HOUGHTON - When Don Spohn collected his first piece of copper in the 1930s, it started a fascination that has lasted more than 70 years.
"I had never seen a piece before, and was amazed at it," Spohn said. "It really absorbed my interest, and once I had a piece I took every opportunity I could to talk to archaeologists, and the more I talked to people, the more I found out that people didn't know much about copper at all."
To help fill in that knowledge gap, Coopersville, Mich.-native Spohn will be making the rounds to Houghton Middle School Friday and the Portage Lake District Library at 7 p.m. Friday and 1 p.m.
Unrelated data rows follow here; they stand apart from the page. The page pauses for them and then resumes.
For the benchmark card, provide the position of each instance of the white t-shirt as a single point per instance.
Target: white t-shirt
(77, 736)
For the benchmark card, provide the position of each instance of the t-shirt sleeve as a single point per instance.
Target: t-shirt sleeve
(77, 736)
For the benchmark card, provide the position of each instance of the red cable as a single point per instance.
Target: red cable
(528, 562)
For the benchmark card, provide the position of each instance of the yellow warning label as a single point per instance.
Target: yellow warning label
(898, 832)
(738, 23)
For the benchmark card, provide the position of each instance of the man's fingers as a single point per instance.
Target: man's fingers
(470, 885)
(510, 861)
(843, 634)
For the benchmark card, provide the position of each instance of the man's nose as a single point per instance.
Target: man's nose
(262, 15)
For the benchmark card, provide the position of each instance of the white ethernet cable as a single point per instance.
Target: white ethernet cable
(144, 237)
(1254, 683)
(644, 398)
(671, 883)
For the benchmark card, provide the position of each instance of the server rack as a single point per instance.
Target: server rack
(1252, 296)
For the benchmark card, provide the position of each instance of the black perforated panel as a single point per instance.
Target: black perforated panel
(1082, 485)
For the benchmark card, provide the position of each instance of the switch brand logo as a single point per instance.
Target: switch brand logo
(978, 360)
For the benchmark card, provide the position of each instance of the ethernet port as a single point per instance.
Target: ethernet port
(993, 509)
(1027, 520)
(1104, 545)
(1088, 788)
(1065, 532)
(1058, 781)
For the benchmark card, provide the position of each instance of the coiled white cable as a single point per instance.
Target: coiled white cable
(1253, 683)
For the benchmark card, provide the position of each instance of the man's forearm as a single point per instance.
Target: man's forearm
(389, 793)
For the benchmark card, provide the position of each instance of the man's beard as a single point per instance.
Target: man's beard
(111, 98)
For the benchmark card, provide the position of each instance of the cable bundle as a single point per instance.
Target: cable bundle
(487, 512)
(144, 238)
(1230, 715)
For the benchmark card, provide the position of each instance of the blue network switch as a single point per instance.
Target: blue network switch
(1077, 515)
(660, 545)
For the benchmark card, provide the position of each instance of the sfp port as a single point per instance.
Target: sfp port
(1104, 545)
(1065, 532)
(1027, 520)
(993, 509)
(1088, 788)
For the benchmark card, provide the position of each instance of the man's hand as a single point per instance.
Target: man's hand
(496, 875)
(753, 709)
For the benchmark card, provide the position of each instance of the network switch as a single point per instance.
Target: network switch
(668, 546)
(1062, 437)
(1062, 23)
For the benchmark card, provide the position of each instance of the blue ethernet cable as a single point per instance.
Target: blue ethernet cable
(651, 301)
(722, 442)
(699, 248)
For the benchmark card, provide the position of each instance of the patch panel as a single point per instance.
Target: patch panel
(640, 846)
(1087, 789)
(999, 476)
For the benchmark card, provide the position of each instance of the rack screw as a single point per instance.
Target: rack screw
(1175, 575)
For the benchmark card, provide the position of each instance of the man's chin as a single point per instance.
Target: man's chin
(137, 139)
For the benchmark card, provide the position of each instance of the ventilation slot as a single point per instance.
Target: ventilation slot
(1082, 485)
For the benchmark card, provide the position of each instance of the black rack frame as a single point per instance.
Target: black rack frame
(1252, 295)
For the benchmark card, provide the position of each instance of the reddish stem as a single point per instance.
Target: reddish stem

Saturday for a presentation sponsored by the Copper Country Ancient Sites Conservancy.
"(For the middle school kids), I present things a little differently as an old teacher," Spohn said. "For the presentation (Saturday), it's going to be on prehistoric American Indian copper and various aspects of it."
Many people may not know the history of copper in the area, and Spohn hopes to inform people about how copper mining goes back thousands of years.
"A lot of people don't know that a few thousand years before the time of Christ, Indians were prospecting for and mining copper and making tools," Spohn said. "They made prototypes of simple tools that we use today.
"I hope part of my presentation will be based on the kinds of questions that are asked," he continued. "I usually encourage people to raise their hands and ask questions during the presentation as well as afterwards."
People are also encouraged to bring in any copper artifacts they own, and Spohn will tell them how likely it is the artifact is genuine, and how old the artifact is.
Bob Wheeler, creator of the Copper Country Ancient Sites Conservancy, aided in bringing Spohn here as part of the aim of the nonprofit conservancy.
"Our purpose is to identify the ancient sites of the Copper Country," Wheeler said. "We promote and facilitate the professional investigation of those sites, having almost monthly meetings and a range of different speakers."
Wheeler is helping to preserve a few ancient sites in the area, from a number of petroglyphs - prehistoric rock carvings - near the tip of the Keweenaw to a prehistoric mining site at the Delaware Mine.
"They started the Delaware mine on the same site as the prehistoric mine," Wheeler said of the site, which he hopes to open a portion of to the general public later this year. "We built a little path down there and a railway, and put some signs up."